- Born: 1936 Benghazi
- Died: 5 June 2011 (aged 74–75) Tripoli
- Occupation: cartoonist

= Mohamed Al-Zawawi =

Libyan cartoonist

Mohamed Mohamed Al-Zawawi Al-Tarhuni (محمد الزواوي) (1936–2011) was a Libyan satirical artist and cartoonist.

== Biography ==
Al-Zawawi was born in the suburbs of Benghazi in 1936. He studied at Abyar Boarding School until the fourth grade. Due to family circumstances, he had to leave school and worked as an illustrator in the audiovisual department of the American Joint Services Point Four Program.

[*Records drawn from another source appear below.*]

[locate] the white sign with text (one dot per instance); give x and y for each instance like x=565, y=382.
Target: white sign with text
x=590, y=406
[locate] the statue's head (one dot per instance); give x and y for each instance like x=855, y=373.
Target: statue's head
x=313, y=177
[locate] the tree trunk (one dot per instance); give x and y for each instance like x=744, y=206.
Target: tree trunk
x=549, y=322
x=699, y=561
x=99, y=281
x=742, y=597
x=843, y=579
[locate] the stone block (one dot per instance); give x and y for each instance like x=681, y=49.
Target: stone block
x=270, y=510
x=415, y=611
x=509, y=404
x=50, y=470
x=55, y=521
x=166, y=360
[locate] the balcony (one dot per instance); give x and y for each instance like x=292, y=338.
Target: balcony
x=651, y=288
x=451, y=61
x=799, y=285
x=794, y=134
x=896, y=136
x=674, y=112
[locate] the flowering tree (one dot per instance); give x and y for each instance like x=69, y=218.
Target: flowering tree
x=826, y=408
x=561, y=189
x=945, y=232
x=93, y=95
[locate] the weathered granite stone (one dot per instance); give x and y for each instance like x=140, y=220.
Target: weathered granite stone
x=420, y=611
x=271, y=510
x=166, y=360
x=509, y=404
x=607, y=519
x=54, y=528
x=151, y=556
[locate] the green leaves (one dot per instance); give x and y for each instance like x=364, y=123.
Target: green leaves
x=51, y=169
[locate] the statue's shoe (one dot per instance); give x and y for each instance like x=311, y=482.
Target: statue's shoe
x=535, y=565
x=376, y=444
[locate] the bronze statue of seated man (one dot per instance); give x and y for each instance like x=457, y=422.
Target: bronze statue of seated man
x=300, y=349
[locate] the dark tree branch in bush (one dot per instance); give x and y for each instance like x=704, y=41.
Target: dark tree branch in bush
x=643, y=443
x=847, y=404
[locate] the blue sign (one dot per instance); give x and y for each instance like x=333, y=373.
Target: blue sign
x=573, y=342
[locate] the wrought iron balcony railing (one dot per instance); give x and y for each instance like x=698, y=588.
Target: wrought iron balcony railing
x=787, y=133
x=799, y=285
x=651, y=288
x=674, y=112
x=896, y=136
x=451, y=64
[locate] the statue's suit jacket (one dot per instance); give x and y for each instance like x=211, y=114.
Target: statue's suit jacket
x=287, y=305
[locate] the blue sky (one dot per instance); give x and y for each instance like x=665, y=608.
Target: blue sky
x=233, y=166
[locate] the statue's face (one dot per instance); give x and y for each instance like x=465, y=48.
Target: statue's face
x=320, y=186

In 1963, he was appointed to work at Al-Idha'a magazine in Tripoli as a journalist and illustrator, where he published his first satirical cartoon. He later moved to Al-Mar'a magazine as a director and illustrator, while also contributing cartoons to most of the newspapers published in the country. After 1969 in Libya, he continued his work in Al-Thawra newspaper. He subsequently worked as an illustrator for Al-Usbu' Al-Siyasi, Al-Jamahiriya, and Al-Zahf Al-Akhdar newspapers.

His cartoons appeared in several Libyan newspapers, the last of which was the weekly Al-Sabah Ouyah, which was suspended by the Libyan Popular Committees at the end of 2010 due to his criticism of the political regime. The newspaper later resumed publication under a new editor, which was considered by some as a falsified version, after which he stopped contributing to it.

He also ventured into animation, producing works totaling over 50 minutes in duration, and held numerous exhibitions both locally and internationally.

== Death ==
The prominent Libyan cartoonist Mohamed Al-Zawawi died on Sunday, 5 June 2011, in Tripoli, Libya, at the age of 76, due to a heart attack.